Ya Zhen's parents have high expectations of her in her studies and because of this, Ya Zhen feels pressurized. She longs for a colourful life and thrill outside school, and together with her boyfriend, she began playing truant, drinking alcohol and even had sex with him. Shen Quan came to her class to become an English teacher. She gradually fell in love with him, and worked hard to be better in English just to impress him. Just after she left her previous boyfriend, her parents finds out that she is pregnant. In her desperation, she pushed all the responsibility to Shen Quan, and he was fired by the school.

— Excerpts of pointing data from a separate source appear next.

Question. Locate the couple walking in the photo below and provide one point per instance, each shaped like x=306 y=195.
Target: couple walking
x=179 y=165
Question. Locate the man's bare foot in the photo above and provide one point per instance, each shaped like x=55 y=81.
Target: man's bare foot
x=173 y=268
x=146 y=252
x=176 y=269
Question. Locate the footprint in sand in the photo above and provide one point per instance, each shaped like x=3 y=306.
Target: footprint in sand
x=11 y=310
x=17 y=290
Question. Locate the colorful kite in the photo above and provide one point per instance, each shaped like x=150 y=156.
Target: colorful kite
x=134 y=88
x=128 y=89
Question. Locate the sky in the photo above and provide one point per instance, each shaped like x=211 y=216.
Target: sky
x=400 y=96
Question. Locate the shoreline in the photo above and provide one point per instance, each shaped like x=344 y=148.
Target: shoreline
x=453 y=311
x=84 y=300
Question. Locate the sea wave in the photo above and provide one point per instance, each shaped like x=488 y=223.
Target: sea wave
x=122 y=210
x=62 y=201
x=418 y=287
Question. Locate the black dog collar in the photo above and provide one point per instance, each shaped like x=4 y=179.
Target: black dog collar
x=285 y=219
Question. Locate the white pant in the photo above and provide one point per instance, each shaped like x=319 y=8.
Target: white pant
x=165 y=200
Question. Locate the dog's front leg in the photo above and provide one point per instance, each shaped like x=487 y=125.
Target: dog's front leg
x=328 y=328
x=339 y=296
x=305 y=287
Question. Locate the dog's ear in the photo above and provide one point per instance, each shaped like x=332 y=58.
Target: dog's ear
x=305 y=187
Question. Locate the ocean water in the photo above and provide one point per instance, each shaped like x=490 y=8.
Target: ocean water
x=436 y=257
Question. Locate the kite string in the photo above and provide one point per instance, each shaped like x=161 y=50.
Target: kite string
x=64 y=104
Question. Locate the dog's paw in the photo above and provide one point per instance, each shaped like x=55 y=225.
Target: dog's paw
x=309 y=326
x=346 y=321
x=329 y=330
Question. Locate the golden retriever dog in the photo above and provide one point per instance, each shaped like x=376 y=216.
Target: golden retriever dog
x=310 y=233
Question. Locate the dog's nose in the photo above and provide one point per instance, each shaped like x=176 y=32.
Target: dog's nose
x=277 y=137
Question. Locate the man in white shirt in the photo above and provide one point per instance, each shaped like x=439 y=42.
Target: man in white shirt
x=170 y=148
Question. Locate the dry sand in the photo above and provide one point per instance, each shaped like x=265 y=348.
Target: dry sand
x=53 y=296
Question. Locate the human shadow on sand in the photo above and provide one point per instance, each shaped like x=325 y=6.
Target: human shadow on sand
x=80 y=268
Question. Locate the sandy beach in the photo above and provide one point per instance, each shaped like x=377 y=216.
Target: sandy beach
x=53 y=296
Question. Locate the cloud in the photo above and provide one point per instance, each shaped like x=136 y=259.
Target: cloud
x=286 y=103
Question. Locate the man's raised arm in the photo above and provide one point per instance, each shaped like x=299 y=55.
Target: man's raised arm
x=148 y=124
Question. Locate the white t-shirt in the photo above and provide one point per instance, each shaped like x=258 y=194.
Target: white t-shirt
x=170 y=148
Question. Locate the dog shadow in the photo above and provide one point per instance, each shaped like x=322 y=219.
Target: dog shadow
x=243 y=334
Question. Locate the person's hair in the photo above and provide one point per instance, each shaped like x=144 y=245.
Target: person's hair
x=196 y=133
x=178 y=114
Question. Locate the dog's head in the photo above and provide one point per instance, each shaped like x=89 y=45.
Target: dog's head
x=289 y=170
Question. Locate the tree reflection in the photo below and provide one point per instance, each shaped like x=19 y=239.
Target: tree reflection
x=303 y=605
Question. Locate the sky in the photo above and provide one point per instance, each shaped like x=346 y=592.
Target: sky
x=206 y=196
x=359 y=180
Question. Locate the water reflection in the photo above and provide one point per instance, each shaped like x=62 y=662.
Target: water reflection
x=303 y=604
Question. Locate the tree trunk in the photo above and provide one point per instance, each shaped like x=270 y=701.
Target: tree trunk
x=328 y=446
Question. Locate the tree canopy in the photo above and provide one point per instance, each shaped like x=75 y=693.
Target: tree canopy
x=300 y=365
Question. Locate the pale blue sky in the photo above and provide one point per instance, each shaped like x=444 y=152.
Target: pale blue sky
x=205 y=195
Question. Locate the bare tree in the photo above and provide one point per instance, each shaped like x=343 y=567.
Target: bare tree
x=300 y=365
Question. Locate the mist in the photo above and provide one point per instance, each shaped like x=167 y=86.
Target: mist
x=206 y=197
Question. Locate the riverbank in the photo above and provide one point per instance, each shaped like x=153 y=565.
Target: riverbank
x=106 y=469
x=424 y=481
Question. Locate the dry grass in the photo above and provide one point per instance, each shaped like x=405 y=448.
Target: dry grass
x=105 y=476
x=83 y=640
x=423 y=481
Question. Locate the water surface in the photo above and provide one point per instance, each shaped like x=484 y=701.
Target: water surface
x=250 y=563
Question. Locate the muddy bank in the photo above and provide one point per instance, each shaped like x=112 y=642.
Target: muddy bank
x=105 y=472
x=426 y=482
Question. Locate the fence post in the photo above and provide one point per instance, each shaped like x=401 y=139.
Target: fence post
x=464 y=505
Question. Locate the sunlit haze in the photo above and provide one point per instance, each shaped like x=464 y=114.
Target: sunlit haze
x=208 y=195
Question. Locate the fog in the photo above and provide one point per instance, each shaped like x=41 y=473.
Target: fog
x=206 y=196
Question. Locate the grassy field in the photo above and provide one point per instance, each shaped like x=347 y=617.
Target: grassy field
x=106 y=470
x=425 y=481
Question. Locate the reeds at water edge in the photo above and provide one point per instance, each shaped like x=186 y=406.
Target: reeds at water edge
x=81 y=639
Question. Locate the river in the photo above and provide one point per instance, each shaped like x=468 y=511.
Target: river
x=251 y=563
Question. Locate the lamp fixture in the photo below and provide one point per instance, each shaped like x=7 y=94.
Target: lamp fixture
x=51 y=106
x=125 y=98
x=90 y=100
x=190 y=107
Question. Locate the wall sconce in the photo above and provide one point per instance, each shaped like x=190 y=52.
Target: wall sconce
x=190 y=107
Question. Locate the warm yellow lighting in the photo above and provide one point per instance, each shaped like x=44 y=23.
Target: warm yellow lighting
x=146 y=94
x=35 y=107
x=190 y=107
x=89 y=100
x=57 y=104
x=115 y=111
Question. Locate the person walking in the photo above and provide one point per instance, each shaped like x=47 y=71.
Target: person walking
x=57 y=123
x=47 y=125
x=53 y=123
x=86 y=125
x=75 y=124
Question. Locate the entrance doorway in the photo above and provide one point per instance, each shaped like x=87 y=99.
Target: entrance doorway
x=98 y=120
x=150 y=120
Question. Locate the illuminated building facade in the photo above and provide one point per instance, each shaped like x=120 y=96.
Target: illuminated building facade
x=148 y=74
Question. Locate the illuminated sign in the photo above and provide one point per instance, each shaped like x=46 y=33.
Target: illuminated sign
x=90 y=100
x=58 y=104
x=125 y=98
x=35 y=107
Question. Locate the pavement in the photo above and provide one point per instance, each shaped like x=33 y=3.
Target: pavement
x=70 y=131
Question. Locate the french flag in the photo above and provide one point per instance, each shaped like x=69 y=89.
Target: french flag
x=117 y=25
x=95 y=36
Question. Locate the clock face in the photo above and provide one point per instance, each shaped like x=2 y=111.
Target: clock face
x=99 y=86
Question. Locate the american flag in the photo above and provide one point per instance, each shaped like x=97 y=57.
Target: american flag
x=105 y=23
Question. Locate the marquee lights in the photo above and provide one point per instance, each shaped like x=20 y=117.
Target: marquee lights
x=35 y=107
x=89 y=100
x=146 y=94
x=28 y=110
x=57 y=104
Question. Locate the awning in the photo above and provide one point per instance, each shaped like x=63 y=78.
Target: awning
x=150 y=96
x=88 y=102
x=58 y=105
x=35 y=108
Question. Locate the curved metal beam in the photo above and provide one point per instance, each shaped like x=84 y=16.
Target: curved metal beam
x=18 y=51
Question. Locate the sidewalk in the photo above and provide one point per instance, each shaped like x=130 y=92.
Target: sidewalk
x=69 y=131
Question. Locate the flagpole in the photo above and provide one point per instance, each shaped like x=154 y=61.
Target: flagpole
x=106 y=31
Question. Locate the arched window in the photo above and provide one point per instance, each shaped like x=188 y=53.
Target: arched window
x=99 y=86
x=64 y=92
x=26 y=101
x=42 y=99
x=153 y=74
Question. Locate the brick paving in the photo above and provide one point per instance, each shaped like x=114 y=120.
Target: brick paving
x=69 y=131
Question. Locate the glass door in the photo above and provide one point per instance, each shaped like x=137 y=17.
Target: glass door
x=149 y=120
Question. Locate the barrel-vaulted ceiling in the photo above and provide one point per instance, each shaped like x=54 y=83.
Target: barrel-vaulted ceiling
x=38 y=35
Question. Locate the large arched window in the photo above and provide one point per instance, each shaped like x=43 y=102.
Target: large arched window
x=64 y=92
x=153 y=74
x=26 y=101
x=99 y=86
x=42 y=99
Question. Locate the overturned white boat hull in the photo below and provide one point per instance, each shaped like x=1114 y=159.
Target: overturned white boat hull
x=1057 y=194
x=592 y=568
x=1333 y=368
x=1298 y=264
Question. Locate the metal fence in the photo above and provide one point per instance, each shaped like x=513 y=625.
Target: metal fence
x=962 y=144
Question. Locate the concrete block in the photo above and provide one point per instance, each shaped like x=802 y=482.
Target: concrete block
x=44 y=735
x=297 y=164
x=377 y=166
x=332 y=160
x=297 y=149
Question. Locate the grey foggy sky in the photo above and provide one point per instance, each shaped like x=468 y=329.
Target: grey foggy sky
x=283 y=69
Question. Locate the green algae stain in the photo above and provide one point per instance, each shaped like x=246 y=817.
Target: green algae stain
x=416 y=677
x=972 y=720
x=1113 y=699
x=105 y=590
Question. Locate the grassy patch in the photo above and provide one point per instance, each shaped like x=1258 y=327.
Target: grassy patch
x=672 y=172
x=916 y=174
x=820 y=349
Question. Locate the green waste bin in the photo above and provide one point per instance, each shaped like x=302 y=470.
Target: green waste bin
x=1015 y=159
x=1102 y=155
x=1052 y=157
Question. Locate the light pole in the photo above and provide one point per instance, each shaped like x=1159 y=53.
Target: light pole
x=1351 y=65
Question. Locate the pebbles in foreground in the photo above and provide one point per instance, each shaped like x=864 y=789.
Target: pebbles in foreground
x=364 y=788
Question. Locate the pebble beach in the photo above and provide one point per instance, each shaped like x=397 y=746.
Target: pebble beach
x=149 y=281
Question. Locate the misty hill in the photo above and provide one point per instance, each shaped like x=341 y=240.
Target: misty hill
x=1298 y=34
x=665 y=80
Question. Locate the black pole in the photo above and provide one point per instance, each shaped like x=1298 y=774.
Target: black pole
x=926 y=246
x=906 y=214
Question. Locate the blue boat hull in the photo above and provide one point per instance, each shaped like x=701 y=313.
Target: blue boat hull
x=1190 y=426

Shen Quan, faced with the Death Girl, aggravates Shen Qi's headaches and Shen Qi nosebleeds and faints. Shen Qi later begged the Death Girl to leave his brother alone, but was held back by the hospital doctor and nurses and his father, who thought he was hallucinating and becoming mad. Shen Quan then got the Death Girl to let him be with his dead girlfriend for eternity, and commits suicide by jumping off the old school building. Shen Qi, who got injected with anaesthetic, wakes up and sneaks out of the hospital, only to find that Death Girl has already taken his brother away. He tries attacking Death Girl, saying he wants her to vanish, in his grief, but to no avail.

- Episode 17: 杜荷 Du He
- Episode 18: 高超 Gao Chao
Due to his guilt for wanting Du to disappear, Shen Qi decided to find out Du's past, and found the hand drawn manga in the library. He then visited the old campus' Manga Club room and found a full version of the comic titled Death Girl and was able to find out what happened to the manga's artist Du He and her boyfriend, Gao Chao, a story which happened five years ago.
In preparation for a manga competition, Gao Chao gradually develops feelings for his competitor, Du He and even exchanged his better work with a worse one, so as to increase the chance of Du He's Manga "Death Girl" to be able to win the first prize. Du He was also moved by what Gao Chao has done for her. After Gao Chao found out that he also had a chance to go to Japan, he wanted to go together with Du He and even asked her to marry him.

- Episode 19: 渡 Du
- Episode 20: 沈奇 Shen Qi
After knowing that Du is actually Du He, Shen Qi decided to find out where she is. On the other hand, Shen Qi's father, who found out that Shen Qi had a brain tumor, wanted Shen Qi to quickly undergo a surgery and had become stricter to Shen Qi due to his brother's sudden death. Shen Qi doesn't want a surgery as it will make him unable to see Du and ran away from the hospital at night to his uncle's house at the countryside. After series of events happened, he finally too, found out, that his mother's sickness had worsened. In the end, Shen Qi underwent the operation. Du He, on the other hand, woke up from her coma and her soul returned to her human body. They later met again and ended up together.